If your named trustee can be relied upon to look after your child’s well-being but isn’t good with the financial stuff, consider a co-trusteeship, says Harry S. Margolis, an elder law attorney and cofounder of the Academy of Special Needs Planners, which keeps planners up to date on current law and helps connect clients with planning professionals. In this scenario, a trust company is hired to handle fiduciary responsibilities such as managing investments, filing tax returns, making disbursements and budgeting.
In addition to naming a successor trustee, designate a successor guardian as well. The guardian is responsible for making medical decisions for the disabled person.
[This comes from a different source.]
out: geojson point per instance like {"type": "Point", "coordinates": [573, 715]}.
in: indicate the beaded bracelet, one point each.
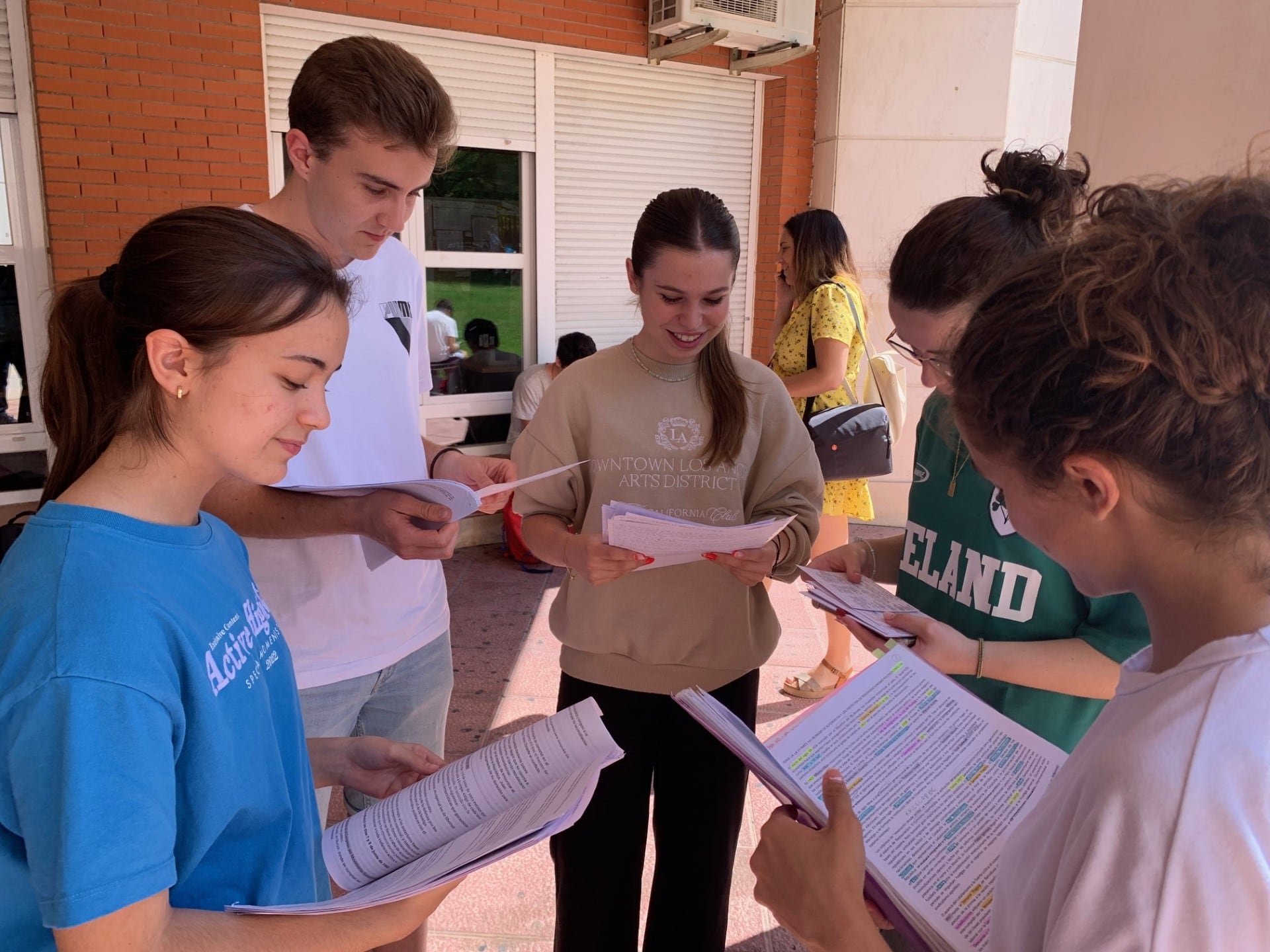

3. Create a letter of intent. Ensuring that your child’s daily needs are met after your passing is just as important as protecting his or her financial future. Compile a list of doctors’ names and medications as well as the names of friends and enjoyed activities. Outline your child’s daily routine so that the normalcy of daily life may be maintained.
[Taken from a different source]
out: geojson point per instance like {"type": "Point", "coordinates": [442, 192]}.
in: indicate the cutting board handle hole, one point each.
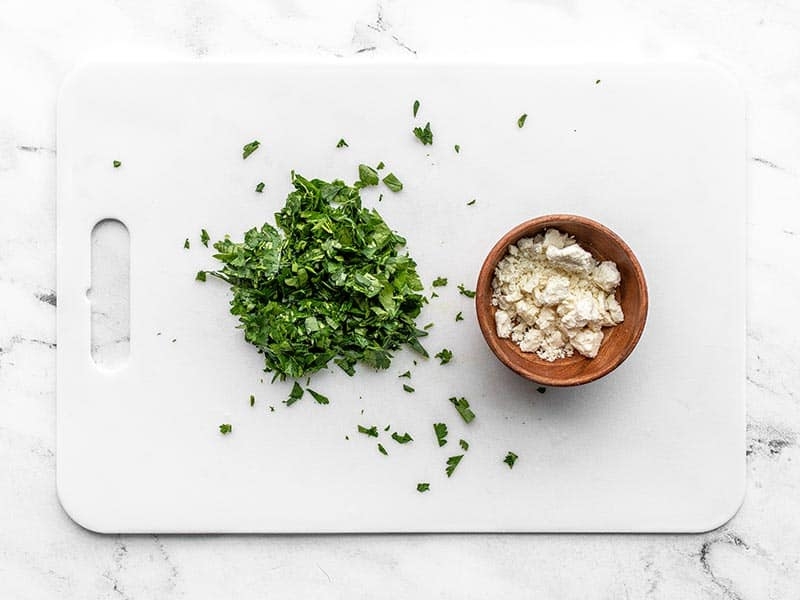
{"type": "Point", "coordinates": [109, 294]}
If the plan is for your disabled child to move into a group home or other facility, make that transition happen before your death rather than after.
“When your child is in their 20s or maybe early 30s is the best time to place the child in an appropriate setting,” says Greenberg. “This is better than waiting until a parent dies, or needs to go into a nursing home themselves, and then all of a sudden you tell the child with the disability, ‘Oh by the way, tomorrow you have to live in this other place.’ That’s scary.”
4. Write a will. If you don’t have a will, you put your child’s benefits at risk. The courts will then likely divvy up your estate equally among your survivors with no accounting for your child’s special needs trust or the $2,000 rule regarding federal benefits. In your will, leave money to your child’s trust instead of obligating your other children to care for their sibling. This way your children feel like they can spend their inheritance guilt-free, and it also can help avoid disputes between siblings over who should pay for what care.
“The problem with a morally obligated gift is that the other children get an inheritance, but it is not totally theirs,” says Margolis. “It can also create ruptures in the family, especially if the children that inherit do not agree on how to care for their disabled sibling.”
5. Consider a second-to-die life insurance policy. This kind of policy, which only pays out after the death of both spouses, is cheaper than a standard policy, Platt says. And buy a policy earlier rather than later. The younger you are when you start, the cheaper your premiums will be. Remember to name the trust as the beneficiary.
6. Ensure that your child remains asset-free. Check over all your assets—life insurance policies, IRAs, annuities, pensions—and make sure your child’s trust and not your child specifically is named as the beneficiary, Greenberg says. Inform all family members to do the same and to make sure that they do not bequest anything in their will to the child directly, but rather to the trust.
“Sometimes there is a well-meaning aunt who thinks, ‘I’ll leave $10,000 to my nephew, who has a disability. I think that will help him a lot,’” Greenberg says. “That $10,000 could throw that child off benefits, and not really provide any difference in his quality of life.”
7. Budget for your child’s future. The major factor in determining how much your child will need is figuring out where he will live. Private-pay assisted living facilities can cost $3,000 a month, but costs can be minimal if a family member offers to take him in. Estimate an annual cost and then multiply that by your child’s life expectancy, says Margolis. For example, a person with autism has the same life expectancy as the general population—78 years. But the average person with Down syndrome lives to only 60.